A second, most intriguing finding of the study by Nicolas et al. concerns the mechanism of JAK2-STAT3 signaling in NMDAR-LTD that does not involve the canonical role of STAT3 as a transcriptional regulator. Thus, induction of LTD is prevented by pharmacologically inhibiting STAT3 dimerization but is not affected when nuclear export or DNA binding of STAT3 is blocked and it does not require transcriptional activity at all. Most impressively, NMDAR-LTD can still be induced in the dendritic compartment when cell somata are mechanically removed. Together with the rapid time course of JAK2-STAT3-dependent LTD induction, these observations provide strong evidence that the function of STAT3 in the modulation of synaptic transmission in dendritic spines involves signaling mechanisms that are independent of its role as a transcription factor. Evidence is accumulating that the canonical JAK-STAT3 pathway involving nuclear translocation and DNA binding of phosphorylated STAT3 is only one of several STAT3 signaling mechanisms. Non-canonical forms of STAT3 signaling described in non-neural cells include the action of unphosphorylated STAT3 as a transcriptional regulator in the nucleus and as a nucleus-independent signal influencing mitochondrial oxidative phosphorylation. Cytosolic tyrosine-phosphorylated STAT3 has been localized to specific cellular compartments like focal adhesions and has been implicated in the non-translational control of cell motility. The specific subcellular localizations, as observed in dendritic spines in the context of NMDAR-LTD, point to an important role for intracellular compartmentalization of JAK-STAT signaling components in defining interaction partners and signaling mechanisms.
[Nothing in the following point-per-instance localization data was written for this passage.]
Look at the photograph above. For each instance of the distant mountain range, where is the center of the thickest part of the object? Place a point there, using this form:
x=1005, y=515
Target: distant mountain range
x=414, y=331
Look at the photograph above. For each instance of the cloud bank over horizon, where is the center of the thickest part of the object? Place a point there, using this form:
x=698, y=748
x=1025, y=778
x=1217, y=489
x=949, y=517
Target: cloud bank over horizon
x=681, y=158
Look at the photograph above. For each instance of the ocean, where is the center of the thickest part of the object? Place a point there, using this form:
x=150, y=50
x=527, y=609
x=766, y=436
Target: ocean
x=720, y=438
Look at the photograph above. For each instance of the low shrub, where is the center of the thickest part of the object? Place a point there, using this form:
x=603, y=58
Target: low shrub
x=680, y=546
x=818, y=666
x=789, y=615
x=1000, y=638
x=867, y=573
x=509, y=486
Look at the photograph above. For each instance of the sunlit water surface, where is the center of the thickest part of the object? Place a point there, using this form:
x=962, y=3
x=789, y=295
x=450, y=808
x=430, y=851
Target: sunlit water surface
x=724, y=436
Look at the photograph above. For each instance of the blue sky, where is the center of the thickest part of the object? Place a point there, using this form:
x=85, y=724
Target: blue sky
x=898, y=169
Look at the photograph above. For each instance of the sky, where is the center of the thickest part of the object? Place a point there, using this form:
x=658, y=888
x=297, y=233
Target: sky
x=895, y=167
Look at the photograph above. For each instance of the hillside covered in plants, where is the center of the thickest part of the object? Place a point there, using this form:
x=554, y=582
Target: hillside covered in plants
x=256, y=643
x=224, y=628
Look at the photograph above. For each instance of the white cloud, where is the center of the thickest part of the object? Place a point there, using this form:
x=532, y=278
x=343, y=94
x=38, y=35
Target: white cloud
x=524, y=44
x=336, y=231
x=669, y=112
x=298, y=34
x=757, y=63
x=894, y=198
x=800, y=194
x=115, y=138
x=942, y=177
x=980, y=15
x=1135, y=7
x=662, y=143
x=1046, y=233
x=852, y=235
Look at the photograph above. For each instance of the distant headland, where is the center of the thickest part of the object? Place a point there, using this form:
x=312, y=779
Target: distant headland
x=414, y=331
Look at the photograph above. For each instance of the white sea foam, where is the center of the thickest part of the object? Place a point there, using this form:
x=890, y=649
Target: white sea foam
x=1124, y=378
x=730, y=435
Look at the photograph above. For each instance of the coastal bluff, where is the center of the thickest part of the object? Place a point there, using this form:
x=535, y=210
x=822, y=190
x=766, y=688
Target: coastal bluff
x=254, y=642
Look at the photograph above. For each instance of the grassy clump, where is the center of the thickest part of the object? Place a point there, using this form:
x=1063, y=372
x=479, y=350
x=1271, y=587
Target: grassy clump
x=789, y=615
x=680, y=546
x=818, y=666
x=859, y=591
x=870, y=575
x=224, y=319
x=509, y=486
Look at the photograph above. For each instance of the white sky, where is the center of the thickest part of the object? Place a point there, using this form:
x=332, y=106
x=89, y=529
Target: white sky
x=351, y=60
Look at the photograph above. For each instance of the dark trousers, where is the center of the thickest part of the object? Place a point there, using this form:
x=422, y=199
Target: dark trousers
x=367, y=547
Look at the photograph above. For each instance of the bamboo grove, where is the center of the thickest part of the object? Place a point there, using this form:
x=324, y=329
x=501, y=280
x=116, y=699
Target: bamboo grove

STAT3 has also been reported to stabilize microtubules by directly binding to stathmin a microtubule-destabilizing protein and, interestingly, a recent study demonstrated that induction of NMDAR-LTD rapidly attenuates microtubule growth in dendrites and spines. Together with the results of Nicolas et al., these findings provide a possible link between NMDAR-LTD, activation of JAK2-STAT3 and morphological as well as functional plasticity at spine synapses. It is clear, however, that a lot of work is needed to clarify how LTD-inducing processes (Ca2+ influx and phosphatase activation) translate into the activation of JAK/STAT3 signaling and by which mechanism phosphorylated STAT3 contributes to reduce synaptic transmission at the synapse.